WESTLAKE, Ohio—Nordson Corp. will sell the screws and barrels product line in its polymer processing systems division to Chicago-based private equity firm Altair Investments Inc.
The product line, which includes the Xaloy brand, generates more than $70 million in annual sales and employs 200, Nordson officials said.
Started in 1929, the Xaloy brand pioneered the use of bimetallic materials to improve the performance of a wide range of plastic processing equipment for both molders and original equipment manufacturers.
The product line consists of Xaloy manufacturing facilities in Austintown, Ohio, and Chonburri, Thailand. Both facilities are being acquired as well as the equipment, patents and intellectual property, according to Andrew Brickman, an Altair partner.
The Xaloy business also has sales offices in Germany, Japan, China, India, Turkey, Italy and a strong manufacturers' representative network, Brickman added. About half the customers are plastics processors and half are machinery OEMs, such as KraussMaffei, Davis-Standard, Milacron and Graham Engineering, Brickman said.
"Xaloy is a 100-year-old brand and many would say it's the brand leader. It has a long history of serving the industry," Brickman said in a phone interview. "We see a great brand, a lot of good customer relationships, a lot of knowledge in the space, and a terrific employee base with global reach.
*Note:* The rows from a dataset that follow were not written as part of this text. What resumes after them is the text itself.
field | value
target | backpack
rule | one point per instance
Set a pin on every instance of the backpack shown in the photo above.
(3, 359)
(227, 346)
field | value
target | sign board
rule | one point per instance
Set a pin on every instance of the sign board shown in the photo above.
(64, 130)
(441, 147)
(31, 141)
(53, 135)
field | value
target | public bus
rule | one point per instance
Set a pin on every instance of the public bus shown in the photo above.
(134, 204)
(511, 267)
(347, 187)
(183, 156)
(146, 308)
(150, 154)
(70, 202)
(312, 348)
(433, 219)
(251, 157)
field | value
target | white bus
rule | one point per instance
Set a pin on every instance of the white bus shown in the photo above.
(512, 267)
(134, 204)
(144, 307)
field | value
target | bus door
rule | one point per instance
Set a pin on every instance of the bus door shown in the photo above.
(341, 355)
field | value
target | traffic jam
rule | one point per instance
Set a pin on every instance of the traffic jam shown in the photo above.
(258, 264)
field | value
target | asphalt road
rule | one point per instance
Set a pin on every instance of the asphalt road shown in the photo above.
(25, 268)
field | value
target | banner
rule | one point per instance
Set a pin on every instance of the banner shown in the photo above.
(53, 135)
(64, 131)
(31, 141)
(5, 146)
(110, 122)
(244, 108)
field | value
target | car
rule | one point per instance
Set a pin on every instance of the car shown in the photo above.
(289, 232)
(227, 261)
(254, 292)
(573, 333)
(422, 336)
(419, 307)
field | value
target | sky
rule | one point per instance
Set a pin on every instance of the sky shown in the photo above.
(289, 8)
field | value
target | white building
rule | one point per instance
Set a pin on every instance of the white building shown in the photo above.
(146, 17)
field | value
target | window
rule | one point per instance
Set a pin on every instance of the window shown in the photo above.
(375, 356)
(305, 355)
There's literally no market that Xaloy doesn't touch."
The business unit also has decades of designs, prints and engineering drawings on file of screws and barrels.
"Their database of knowledge based on years and years of experience is fantastic," Brickman said.
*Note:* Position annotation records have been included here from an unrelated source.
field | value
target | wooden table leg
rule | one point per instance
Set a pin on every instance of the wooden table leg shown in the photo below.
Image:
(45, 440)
The incoming owners don't intend to make big changes to the employee base, he added.
"While the company has a number of patents and intellectual property, I think one of the most valuable things in any company is the know-how of its employees," Brickman said. "We've got a highly skilled workforce that does a really good job making these products. Sometimes all the patent protection in world isn't nearly as good as good people."
In the release, Joseph Kelley, Nordson's executive vice president and chief financial officer, said the transaction will require "a one-time, non-cash asset impairment charge of approximately $87 million."
The product line had previously been part of the Industrial Precision Solutions (IPS) segment of Nordson, which has been making equipment to dispense plastics, adhesives, coatings, sealants and biomaterials since 1954.
Brickman likened the Xaloy brand to what some refer to as "corporate orphans."
"They're orphans within a larger organization and maybe they don't have someone pounding the table for them," he said. "Sometimes extracting something from a much bigger portfolio and giving it a little more focus or attention can be really beneficial."
That's what Altair plans to do, Brickman added.
"All the fundamentals are there for this to do quite well. We think this is just a great opportunity," he said.
One of the opportunities will likely be realized at the 194,000-square foot screw and barrel factory in eastern Ohio, located between Pittsburgh and Cleveland. Nordson recently opened the site to centralize Xaloy operations that had been in Youngstown, Ohio, New Castle, Pa., and Pulaski, Va. The new facility has large induction furnaces to make bimetallic barrels.
"They invested quite a bit in new manufacturing equipment and I don't think they have utilized the full potential of that equipment," Brickman said. "Since [the furnaces are] new, we're still tweaking them. If we hone the process, we get better. If we can [improve] process times, we can make things quicker."
That can be a big benefit, he added.
"We're in world where no one keeps a lot of inventory around and everyone needs it right way," Brickman said. "If we can do a better job reducing lead times and reducing process times, we believe that can help us grow."
The new owners don't expect any big growth spurt, however.
"These are mature markets and this is a mature business," Brickman said. "We're not seeking double digit growth but we think there are some good markets we feel we've underserved."
Nordson had acquired the Xaloy business in 2008.
"The product had a unique position in the IPS portfolio," Nordson global marketing manager, Kelly Harings, said in a phone interview. "It will be a fantastic fit for Altair."
Nordson now will focus more on its NBS Next platform, which calls for putting all resources on precision technology that will deliver profitable growth, according to President and CEO Sundaram Nagarajan.
"Our screws and barrels product line is a respected market leader in the polymer processing industry," he said in the release. "While this product line no longer fits Nordson's strategic focus, we believe it will do well with Altair. I want to personally thank the employees, who support this product line, for their contributions to Nordson and wish them success in their future with Altair."
Nordson and Altair entered into a definitive agreement for the sale on Dec. 3 and expect the deal to close in the next 30-60 days, Brickman said.